Kegiatan tersebut menjadi bagian dari rangkaian pembinaan kerohanian bagi warga binaan, khususnya dalam memanfaatkan momentum 10 malam terakhir Ramadan untuk meningkatkan kualitas ibadah dan memperkuat nilai-nilai spiritual.
Staf pembinaan Lapas Wahai, Rahmatsyah Latif Ode, menjelaskan bahwa pembacaan Surah Yasin dan doa bersama memiliki makna penting dalam mendekatkan diri kepada Allah SWT sekaligus mengajak warga binaan untuk lebih memahami pesan-pesan Al-Qur’an.
“Melalui kegiatan yasinan ini, warga binaan diajak untuk memperkuat keimanan, meningkatkan ketakwaan, serta menjadikan Ramadan sebagai momentum untuk memperbaiki diri,” ujarnya.

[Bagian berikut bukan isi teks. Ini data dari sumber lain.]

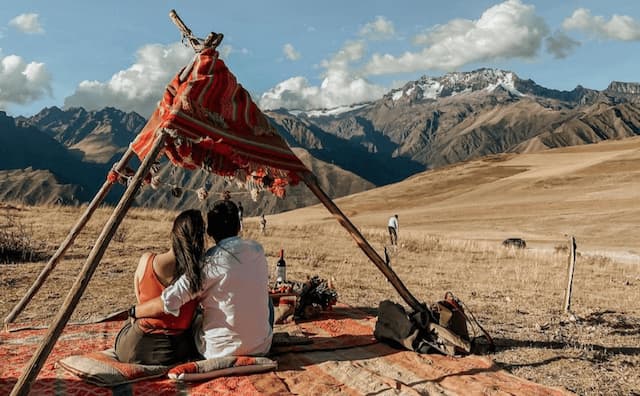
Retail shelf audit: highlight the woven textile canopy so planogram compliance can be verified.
[4,10,427,396]
[132,47,308,197]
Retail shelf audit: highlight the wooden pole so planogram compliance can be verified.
[11,132,166,396]
[564,236,576,313]
[299,172,427,312]
[4,146,133,329]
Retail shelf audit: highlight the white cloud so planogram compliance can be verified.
[282,43,300,61]
[562,8,640,41]
[364,0,549,75]
[218,44,233,60]
[546,30,580,59]
[9,13,44,34]
[0,55,52,108]
[64,43,193,117]
[359,16,396,40]
[259,41,386,110]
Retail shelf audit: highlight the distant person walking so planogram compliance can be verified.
[388,215,400,246]
[238,202,244,231]
[260,213,267,234]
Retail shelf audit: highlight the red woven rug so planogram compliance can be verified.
[0,307,568,396]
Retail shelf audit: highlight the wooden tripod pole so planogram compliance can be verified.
[11,132,166,396]
[4,146,133,328]
[298,172,427,312]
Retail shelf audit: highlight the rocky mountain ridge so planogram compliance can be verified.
[0,69,640,215]
[267,69,640,169]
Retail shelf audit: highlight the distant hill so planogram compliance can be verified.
[0,69,640,215]
[17,107,147,163]
[269,136,640,255]
[0,112,108,203]
[267,69,640,170]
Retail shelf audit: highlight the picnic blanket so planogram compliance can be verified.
[0,306,569,396]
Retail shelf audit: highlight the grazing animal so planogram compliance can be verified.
[502,238,527,249]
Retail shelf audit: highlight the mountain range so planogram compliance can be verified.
[0,69,640,215]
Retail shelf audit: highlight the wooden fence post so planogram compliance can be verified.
[564,235,576,313]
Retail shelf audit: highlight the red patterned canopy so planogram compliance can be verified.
[132,48,307,196]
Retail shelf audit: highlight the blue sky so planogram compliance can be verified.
[0,0,640,117]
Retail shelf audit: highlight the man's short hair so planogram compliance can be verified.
[207,200,240,242]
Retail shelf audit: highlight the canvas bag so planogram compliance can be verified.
[373,292,493,356]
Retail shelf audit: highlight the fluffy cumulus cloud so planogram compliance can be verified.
[64,43,193,117]
[546,30,580,59]
[259,41,386,110]
[9,13,44,34]
[562,8,640,41]
[282,43,300,61]
[359,16,396,40]
[0,55,52,109]
[364,0,549,74]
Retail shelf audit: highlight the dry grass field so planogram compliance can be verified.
[0,138,640,395]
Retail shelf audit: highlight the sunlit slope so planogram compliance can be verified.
[273,137,640,254]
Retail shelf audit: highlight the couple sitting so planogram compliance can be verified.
[115,201,273,365]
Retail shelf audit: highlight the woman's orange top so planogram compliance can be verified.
[137,254,198,334]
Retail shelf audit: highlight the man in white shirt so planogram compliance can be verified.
[388,215,399,245]
[133,200,273,359]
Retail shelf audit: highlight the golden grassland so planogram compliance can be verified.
[0,139,640,395]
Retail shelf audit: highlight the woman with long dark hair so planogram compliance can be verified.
[115,210,205,365]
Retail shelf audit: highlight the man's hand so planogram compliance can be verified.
[129,296,164,320]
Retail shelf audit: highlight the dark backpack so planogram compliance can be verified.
[373,292,494,356]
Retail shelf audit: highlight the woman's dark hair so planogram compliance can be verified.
[207,200,240,242]
[171,209,204,293]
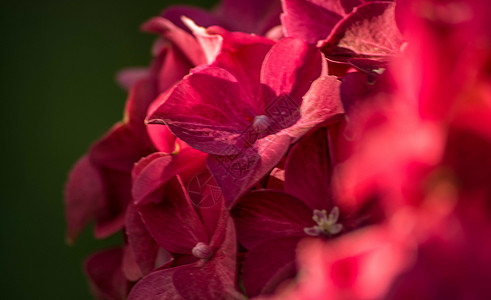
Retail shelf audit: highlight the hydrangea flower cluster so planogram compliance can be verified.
[65,0,491,300]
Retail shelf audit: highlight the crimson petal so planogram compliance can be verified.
[65,155,104,243]
[232,190,313,249]
[242,237,300,297]
[285,128,331,210]
[321,1,403,62]
[139,177,209,254]
[149,67,254,155]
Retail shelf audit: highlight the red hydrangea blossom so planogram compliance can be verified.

Menurut Rahmatsyah, berbagai kegiatan keagamaan yang digelar selama Ramadan diharapkan dapat mendorong warga binaan memperbanyak amal ibadah, seperti membaca Al-Qur’an, memperbanyak doa dan zikir, serta melakukan berbagai amalan kebaikan lainnya.
Sementara itu, salah seorang warga binaan berinisial IS mengaku merasakan suasana yang sangat khusyuk saat mengikuti kegiatan tersebut. Ia mengatakan Ramadan kali ini menjadi pengalaman pertamanya menjalani ibadah puasa di dalam Lapas.
“Meskipun berada di dalam Lapas, kami justru memiliki lebih banyak waktu untuk beribadah, seperti membaca Al-Qur’an, mengikuti yasinan, dan memperbaiki diri agar ke depan bisa menjadi pribadi yang lebih baik,” ungkapnya.
Kepala Lapas Wahai, Tersih Victor Noya, turut mengapresiasi kegiatan tersebut dan berharap warga binaan dapat memanfaatkan bulan suci Ramadan sebagai momen untuk memperdalam ketakwaan serta melakukan refleksi diri.
“Ramadan bukan hanya tentang menahan lapar dan dahaga, tetapi juga kesempatan untuk meningkatkan ketakwaan dan memperbaiki diri. Pembinaan spiritual menjadi bagian penting dalam proses pembinaan warga binaan selama menjalani masa pidana,” katanya.
Ia menambahkan, semangat Ramadan diharapkan mampu memperkuat kualitas spiritual warga binaan sehingga kelak dapat kembali ke masyarakat dengan membawa perubahan positif dalam kehidupan mereka.